Authors: Connor Schenck, Isaac Reid, Mithun George Jacob, Alex Bewley, Joshua Ainslie, David Rendleman, Deepali Jain, Mohit Sharma, Avinava Dubey, Ayzaan Wahid, Sumeet Singh, Rene Wagner, Tianli Ding, Chuyuan Fu, Arunkumar Byravan, Jake Varley, Alexey Gritsenko, Matthias Minderer, Dmitry Kalashnikov, Jonathan Tompson, Vikas Sindhwani, Krzysztof Choromanski
Abstract: We introduce STRING: Separable Translationally Invariant Position Encodings.
STRING extends Rotary Position Encodings, a recently proposed and widely used
algorithm in large language models, via a unifying theoretical framework.

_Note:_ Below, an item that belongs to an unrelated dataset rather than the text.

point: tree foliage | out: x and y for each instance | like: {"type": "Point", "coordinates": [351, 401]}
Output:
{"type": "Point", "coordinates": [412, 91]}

Importantly, STRING still provides exact translation invariance, including
token coordinates of arbitrary dimensionality, whilst maintaining a low
computational footprint. These properties are especially important in robotics,
where efficient 3D token representation is key. We integrate STRING into Vision
Transformers with RGB(-D) inputs (color plus optional depth), showing
substantial gains, e.g. in open-vocabulary object detection and for robotics
controllers. We complement our experiments with a rigorous mathematical
analysis, proving the universality of our methods.
Source: http://arxiv.org/abs/2502.02562v1